In another embodiment, the connection between guide 22 and flange 32 could be flexible instead of rigid to permit angular movement of shaft 12 about axis A. Moreover, additional bearings could be included within the apparatus. For example, a bearing (not shown) could be engaged between spring 44 and housing base 16 to permit spring 44 to rotate angularly about axis A. This embodiment of the invention would be particularly suited for a Belleville spring. Alternatively, flange 32 could be located at a position away from guide 22 while still accomplishing the functional result disclosed by the invention.

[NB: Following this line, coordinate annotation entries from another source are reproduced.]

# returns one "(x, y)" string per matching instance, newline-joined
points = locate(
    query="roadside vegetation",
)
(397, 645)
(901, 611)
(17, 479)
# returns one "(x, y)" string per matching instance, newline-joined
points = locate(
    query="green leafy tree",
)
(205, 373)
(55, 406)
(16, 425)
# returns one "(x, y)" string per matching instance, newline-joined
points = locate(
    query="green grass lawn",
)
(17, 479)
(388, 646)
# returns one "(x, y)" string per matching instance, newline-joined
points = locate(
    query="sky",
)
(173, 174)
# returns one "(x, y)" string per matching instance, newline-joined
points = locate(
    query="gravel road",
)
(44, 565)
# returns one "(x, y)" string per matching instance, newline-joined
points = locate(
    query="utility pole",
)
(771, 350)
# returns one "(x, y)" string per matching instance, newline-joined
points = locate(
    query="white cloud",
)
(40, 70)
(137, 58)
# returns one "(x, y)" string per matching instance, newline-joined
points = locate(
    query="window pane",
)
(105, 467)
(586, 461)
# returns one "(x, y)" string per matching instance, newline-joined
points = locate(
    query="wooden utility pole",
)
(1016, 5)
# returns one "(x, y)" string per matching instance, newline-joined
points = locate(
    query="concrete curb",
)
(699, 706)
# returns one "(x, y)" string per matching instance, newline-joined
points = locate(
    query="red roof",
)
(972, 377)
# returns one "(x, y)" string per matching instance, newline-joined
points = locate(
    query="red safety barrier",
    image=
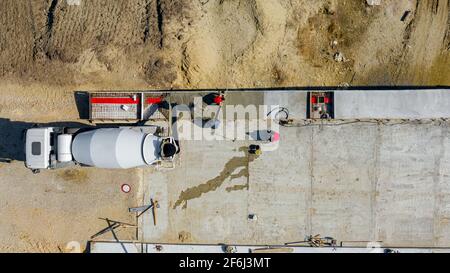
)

It will be apparent to those skilled in the art that numerous modifications and improvements can be made to the embodiments illustrated and discussed herein without departing from the scope of the inventive concepts. The embodiments disclosed should be interpreted as illustrative examples of the invention and should not be construed to narrow the scope of the inventive concepts. 8

Claims

WHAT IS CLAIMED TS:

1. An apparatus for controlling the movement of a shaft, comprising: a housing having an axis through the interior space of said housing and having an axial face within the interior space of said housing; a guide located within said housing and having an axial passage for controlling the shaft in a direction substantially parallel to the axis of said housing, and wherein said guide permits reciprocation and rotation of the shaft within the axial passage through said guide; a flange connected to said guide in a plane substantially perpendicular to the axial passage through said guide; a bearing in contact between said flange and the axial face of said housing, wherein said bearing permits said flange to move within said housing in a direction substantially transverse to the axis of said housing, and wherein said bearing further permits said guide to move within said housing in an angular direction relative to the axis of said housing; and a spring engaged between said housing and said flange for urging said flange against said bearing and for permitting transverse and angular movement of said guide relative to the axis of said housing.

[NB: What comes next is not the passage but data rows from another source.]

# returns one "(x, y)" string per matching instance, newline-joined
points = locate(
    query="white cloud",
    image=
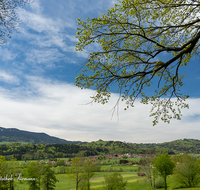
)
(8, 78)
(45, 56)
(58, 109)
(7, 55)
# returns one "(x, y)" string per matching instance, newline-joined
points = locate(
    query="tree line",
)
(52, 151)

2. An apparatus as recited in Claim 1, wherein said spring is engaged between said housing and said guide for urging said flange against said bearing.

3. An apparatus as recited in Claim 1, further comprising a bearing washer between said spring and said flange.

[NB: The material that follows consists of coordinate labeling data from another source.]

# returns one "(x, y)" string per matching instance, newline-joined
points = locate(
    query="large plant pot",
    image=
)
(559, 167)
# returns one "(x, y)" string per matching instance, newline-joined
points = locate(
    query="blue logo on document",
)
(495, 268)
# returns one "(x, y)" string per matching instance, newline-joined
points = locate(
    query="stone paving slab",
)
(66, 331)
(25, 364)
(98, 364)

4. An apparatus as recited in Claim 1, wherein said spring comprises a hydraulic ram for urging said flange against said bearing.

5. An apparatus as recited in Claim 1, wherein said spring comprises a coiled spring.

6. An apparatus as recited in Claim 1, further comprising a seal between the shaft and the axial passage of said guide.

7. An apparatus as recited in Claim 6, wherein the shaft comprises a pull rod and said seal comprises a stuffing box.

8. An apparatus as recited in Claim 1, wherein the axial face of said housing is beveled at an angle relative to the axis of said housing.

9. An apparatus as recited in Claim 1 wherein the axial face of said housing is spherical to permit angular movement of said guide relative to the axis of said housing.

10. An apparatus as recited in Claim 1, further comprising a seal between said bearing and the axial face of said housing.

11. An apparatus as recited in Claim 10, further comprising a seal between said flange and said bearing.

12. An apparatus as recited in Claim 1, wherein the force exerted by said spring against said flange is adjustable.

13. An apparatus as recited in Claim 1, wherein the surface of said flange in contact with said bearing is substantially perpendicular to the axis of said housing.

14. An apparatus as recited in Claim 1, wherein said flange is positioned away from said guide in an orientation substantially perpendicular to the axis through the interior space of said housing, and wherein said flange cooperates with said guide to permit movement of said guide transverse to the axis through said housing.